Our Unstable Reality
This is a modestly disjointed year end blog. I'm not even entirely sure what I'm trying to say.
I read a cool New York Times article earlier this year. Basically, the author was marveling at the fact that at the most basic level of physical reality - electrons, etc. - the behavior of elemental particles, and therefore the reality of everything they make up (including us) changes continually, depending on how and when they are observed and measured. It's not that they don't behave as expected, it's that their behavior actually changes. The reality of our very ‘make up’ changes. Raising the question: Is there a fixed reality, or is reality nothing more than 'a kaleidoscope of infinite possibilities'? Measurable science says that it may be the latter.
Which raised another question, for me anyway: What the hell is going on here? Actually, after a while, the idea that there may be no fixed reality made me quite happy. I found it liberating.
For most of my career, I've been chasing this ideal that a company doesn't exist merely to maximize profit and 'shareholder value' and all that stuff. A company also exists - in fact, it primarily exists - to maximize the career opportunities and achievements of the great people who work there.
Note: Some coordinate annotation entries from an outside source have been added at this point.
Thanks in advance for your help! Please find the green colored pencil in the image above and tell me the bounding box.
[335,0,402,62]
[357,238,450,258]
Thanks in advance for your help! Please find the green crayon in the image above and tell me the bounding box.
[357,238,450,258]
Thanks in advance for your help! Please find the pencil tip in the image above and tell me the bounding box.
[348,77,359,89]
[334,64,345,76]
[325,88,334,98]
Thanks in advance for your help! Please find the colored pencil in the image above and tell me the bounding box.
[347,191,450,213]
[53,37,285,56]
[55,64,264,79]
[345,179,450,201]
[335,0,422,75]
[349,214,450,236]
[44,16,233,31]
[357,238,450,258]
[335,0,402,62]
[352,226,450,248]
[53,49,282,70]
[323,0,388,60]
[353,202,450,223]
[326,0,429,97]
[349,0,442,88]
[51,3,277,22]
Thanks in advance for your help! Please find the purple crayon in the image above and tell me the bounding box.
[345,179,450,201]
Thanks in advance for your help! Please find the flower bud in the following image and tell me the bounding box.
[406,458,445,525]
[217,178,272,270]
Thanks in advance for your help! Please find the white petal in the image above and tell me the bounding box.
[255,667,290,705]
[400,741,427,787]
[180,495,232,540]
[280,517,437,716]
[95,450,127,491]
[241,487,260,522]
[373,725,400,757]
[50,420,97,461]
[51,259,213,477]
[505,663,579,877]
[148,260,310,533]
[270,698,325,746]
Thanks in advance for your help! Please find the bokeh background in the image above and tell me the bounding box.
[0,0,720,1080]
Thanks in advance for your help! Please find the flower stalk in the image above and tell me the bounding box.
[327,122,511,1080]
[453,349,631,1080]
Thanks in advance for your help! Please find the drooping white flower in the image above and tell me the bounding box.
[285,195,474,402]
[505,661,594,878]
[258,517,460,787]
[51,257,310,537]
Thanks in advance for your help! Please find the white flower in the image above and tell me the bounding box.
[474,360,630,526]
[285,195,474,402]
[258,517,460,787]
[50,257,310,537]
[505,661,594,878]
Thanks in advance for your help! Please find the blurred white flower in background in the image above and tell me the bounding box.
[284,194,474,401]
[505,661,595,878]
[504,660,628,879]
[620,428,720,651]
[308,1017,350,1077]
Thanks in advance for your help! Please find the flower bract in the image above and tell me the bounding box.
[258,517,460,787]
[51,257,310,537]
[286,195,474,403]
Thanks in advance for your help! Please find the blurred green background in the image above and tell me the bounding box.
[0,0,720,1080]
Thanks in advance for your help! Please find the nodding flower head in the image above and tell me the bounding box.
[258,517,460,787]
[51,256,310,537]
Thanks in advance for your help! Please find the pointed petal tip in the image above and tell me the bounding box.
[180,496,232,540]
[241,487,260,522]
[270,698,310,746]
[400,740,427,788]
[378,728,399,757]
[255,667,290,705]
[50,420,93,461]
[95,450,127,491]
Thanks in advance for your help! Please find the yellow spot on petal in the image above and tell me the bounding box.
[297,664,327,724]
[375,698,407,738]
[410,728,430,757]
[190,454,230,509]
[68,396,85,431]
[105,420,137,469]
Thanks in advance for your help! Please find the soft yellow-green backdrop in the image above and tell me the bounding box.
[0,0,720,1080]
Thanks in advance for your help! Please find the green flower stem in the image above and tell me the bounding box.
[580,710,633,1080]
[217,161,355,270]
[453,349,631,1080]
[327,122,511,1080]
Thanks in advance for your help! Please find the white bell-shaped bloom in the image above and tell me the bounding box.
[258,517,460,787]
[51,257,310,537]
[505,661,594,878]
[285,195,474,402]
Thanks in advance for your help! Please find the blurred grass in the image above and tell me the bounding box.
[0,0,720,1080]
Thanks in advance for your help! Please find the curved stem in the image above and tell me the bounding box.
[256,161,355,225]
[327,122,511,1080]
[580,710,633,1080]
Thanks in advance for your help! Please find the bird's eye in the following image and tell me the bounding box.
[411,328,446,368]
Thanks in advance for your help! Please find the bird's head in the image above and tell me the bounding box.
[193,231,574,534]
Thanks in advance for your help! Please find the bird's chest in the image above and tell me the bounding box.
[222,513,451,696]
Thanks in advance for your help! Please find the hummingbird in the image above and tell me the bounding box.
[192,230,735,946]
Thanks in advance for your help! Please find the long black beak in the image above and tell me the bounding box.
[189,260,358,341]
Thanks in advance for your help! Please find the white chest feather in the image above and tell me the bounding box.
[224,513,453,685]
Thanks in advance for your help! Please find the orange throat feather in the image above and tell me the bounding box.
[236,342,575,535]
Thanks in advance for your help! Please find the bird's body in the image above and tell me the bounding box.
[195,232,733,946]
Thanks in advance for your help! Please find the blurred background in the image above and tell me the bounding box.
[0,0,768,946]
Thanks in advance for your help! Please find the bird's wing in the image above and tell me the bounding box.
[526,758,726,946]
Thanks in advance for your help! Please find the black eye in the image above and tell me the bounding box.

I believe that if we can accomplish that, above all, the shareholders and clients will be very well taken care of, and we will have achieved a moral good (I can go on and on about this).
OK, fine. But where does that take us (and the company), exactly? If we are trying to deliver great lives to each other at our companies, how do we know we’ve succeeded in our purpose? There's Maslow’s 'Hierarchy of Human Needs', which says (greatly abbreviated here) that once people achieve the more basic needs of Food, Security, Love and Belonging, then what we really crave is Self Esteem and Self Actualization. That is, if we are doing meaningful work, or more importantly, if we are working in an enterprise that is doing something meaningful, it makes all the difference. It makes for a good life (or at least helps a lot). So that's been the goal, the overall pursuit.
But if reality itself is 'neither here nor there', doesn't that unbalance absolutely everything - including the 'meaning' we seek? Enough, at least, to enable us to examine our own purpose, day after day? Put another way, if that’s true, then everything about us isn’t just entirely destabilized, it’s also entirely liberated. We can define our own meaning. If it's not just the times we live in, but reality itself that is unstable, we absolutely must. Things only have meaning at all if they have meaning to you. Today. And then again tomorrow. Isn't that cool? I'm sixty years old, what should I do when the alarm goes off tomorrow?
If you've read this far, you probably think I'm bonkers, but read the article and make up your own mind:
http://www.nytimes.com/2015/02/22/opinion/sunday/the-reality-of-quantum-weirdness.html (http://www.nytimes.com/2015/02/22/opinion/sunday/the-reality-of-quantum-weirdness.html)
It’s a bit of work but, whatever you do, make sure you read the last paragraph.
Nothing stays the same. Including reality. So create your own, every day. And have a great 2016.